というのも、父上昌幸様の最期の教え、ワシが立てる策に場数など要らん、心得は一つ、軍勢を一つの塊と思うな、一人一人が生きておる。一人一人が思いを持っておる!
って、これ私、なんですかこう、三谷様の書かれる脚本に、一脈通じているような気がして!夢に見ちゃった!
三谷様が父上になって同じシーンを演じてるの!!もうもう、むっちゃ寝汗かいたわ~~。
汗もできちゃった・・・
鹿二郎
2016年09月30日 14:31
こんにちは。

 九度山幽閉、粗末な屋敷に押し込められ。耐え難いものでしたでしょうね。って、史実は浅野の殿様は昌幸様たちのために屋敷を新造して、寒村の九度山村はちょっとした城下町のようになったそうです。また役人の監視も村人まかせだったようで、それほど厳しくもなく、和歌山城下や京都に出かける事もあったとか。援助米50石も支給していたようで、浅野の殿様も人のいい方。
 一方、沼田城。皆こちらにナゼ。と思いましたが、上田城、関ヶ原の翌年には取り壊されていたんですね。徳川勢に。内府様にとっては、よほど忌々しい城だったのでしょうか。

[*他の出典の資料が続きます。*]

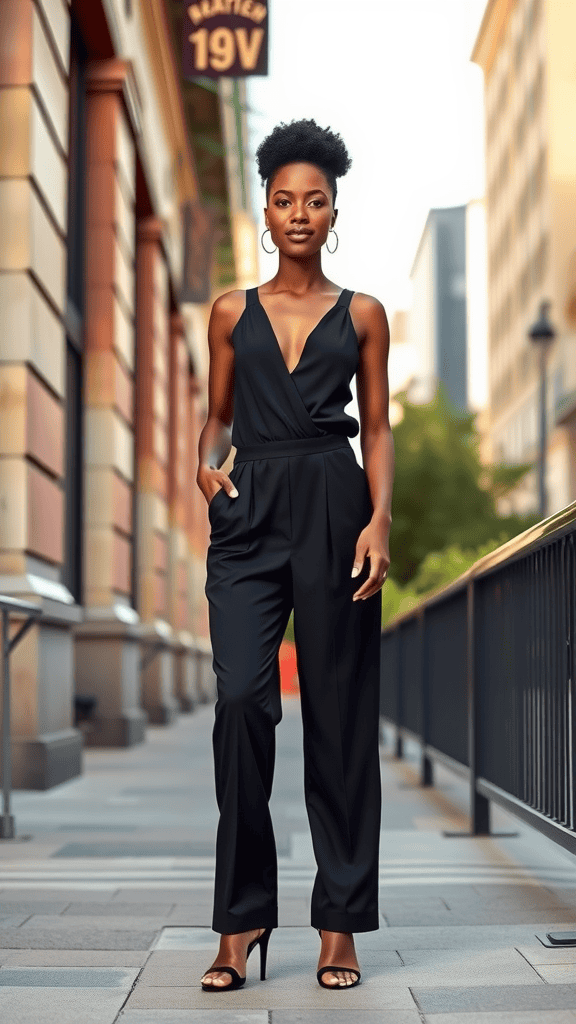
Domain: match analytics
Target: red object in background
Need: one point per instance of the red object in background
(288, 672)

 一方内府様、征夷大将軍就任、2年で息子に譲位。これで幕府は徳川家世襲で磐石に、と思いや、近年の研究では、徳川幕府成立の頃は、豊臣家の勢力も言われてるほど弱まっておらず、全国に蔵入地も抱え、大阪という経済圏を有し、結構強力な力を有していたんですね。
 そこにボンボンと思っていた19歳の後継者秀頼公が優秀な姿を現して・・・
 大御所様は恐怖したでしょうね。秀忠様は諸大名にそれほど人気もなかったようですし。
 しかし加藤清正様。今回は石田三成様を引き継いでますね。福島正則様も1万の兵で大阪城に待機し、なにかあれば京都に乗り込む気だったそうで、史実、3人が協力関係にあれば、大御所様の天下もなかったかもしれませんね。

 一方、九度山。11年もたてば、もう帰郷もかなわないと諦めの昌幸様。お孫様が謂れなき中傷を受けるのはお辛いことだったかと。
 最後に大御所様をあっといわせる策を息子に託すシーンはいいですね。本当は自分でやりたかったでしょう。
 最期「御屋形様・・」と、戦国に生きた猛将だったんですね。
2016年10月01日 21:05
鹿二郎様、お今晩は。
 史実はもうちょっと楽々な蟄居生活であったとか。なるほどそれって、信之様の功績!でもあるのかも~。ドラマ的には可愛そうな境遇で父上に最期を迎えてもらう必然性があったんでしょうかねええ。
 この時期の徳川家と豊臣家、これまでの歴史ドラマは圧倒的な徳側優位に描く事が多いような気がしますけど、もっと拮抗しててどっちに転ぶかわかんないって描写をした方が盛り上がるんですよねえ。
 昌幸様のご最期は実に印象的。もしかして時代遅れかも知れないけど、壮大で魅力的な方策でした!そして信玄公!馬の効果音だけのご登場でしたけど、いにしえの雄姿が思い浮かびましたよ~~。